Recently a New York City law firm approached us with a problem: the other party was dumping thousands of pages of discovery into their Everlaw eDiscovery services and generating thousands of dollars of monthly expenses. By their initial estimates, their Everlaw costs would reach $10,000 per month for this single case and likely to continue past 12 months – meaning a $120,000 for eDiscovery of mostly useless data. The owner of the firm reached out to us on a Thursday afternoon, after a short conversation we promised a solution by Monday.
To the attorney this challenge seemed massive, but to us this was a simple problem with an easy solution. We would roll out a hybrid solution that would help pre-process the data so that only useful information would be sent to Everlaw. Hybrid, in this case, meant that we would leverage their staff, our staff, and plenty of automation. If the project performed well, we would spend 80% of our time doing additional work with each new dump and 20% on improvements – kaizen at its best.

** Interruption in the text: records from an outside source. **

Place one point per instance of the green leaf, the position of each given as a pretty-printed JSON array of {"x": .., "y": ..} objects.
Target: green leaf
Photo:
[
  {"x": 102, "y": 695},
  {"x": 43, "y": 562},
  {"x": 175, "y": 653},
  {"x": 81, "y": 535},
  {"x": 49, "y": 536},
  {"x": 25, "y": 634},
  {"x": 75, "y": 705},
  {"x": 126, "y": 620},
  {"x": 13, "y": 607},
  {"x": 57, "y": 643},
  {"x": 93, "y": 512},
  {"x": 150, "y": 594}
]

We leveraged the AWS CLI (Amazon Web Services Command-Line Interface) to synchronize the data from on-premise systems to Amazon S3. We needed to stage the data. From there we decided on a two pronged approach and an internal race: see who gets to a solution quicker. We like to make things fun so we had Team Platypus and Team Aardvark. Team Platypus would work using a proven stack of software on an AWS EC2 Windows instance wile Team Aardvark would chase Amazon Textract and Lambda functions. The goal of each team was to OCR all the files, convert them to PDF, and combine them in some human-usable way. The organized documents would be submitted to the attorneys at the firm who were fairly skilled at parsing out useful information, and from there the small subset of data would be sent to Everlaw.
By Friday morning Team Platypus was in the lead and we put all energy into their effort. What we did next sounded far more impressive than it was: we used a substantial Amazon EC2 Windows 2019 Server instance to run Tesseract and PDFtk on the data saving the customer $100,000 in the process.
Tesseract is a Google supported optical character recognition engine. Our server was configured to take the data from the staging area in Amazon S3, bring it to high-performance EBS volumes, OCR it, and save each file as PDF. By Friday afternoon we OCRd about 145,000 files and pushed them to the next stage. The next stage was to identify patterns in the data and find ways to combine it. We wrote our own code for this part and sent the batches to PDFtk to combine into human-usable PDFs. The deliverables were PDF files each containing between 100 and 500 pages that the attorneys would flip through.
We typically do not work on the weekends, but this was a special case and we performed finalization and QA on the data on Saturday. Our QA consisted of spot-checking an automated testing that looked to verify OCR was performed on every detectable paragraph and that bates numbers were in chronological order. They were.
We delivered all final products using a reverse AWS CLI synch on Monday. $100,000+ saved at a cost of about 8 man hours and some AWS machine time.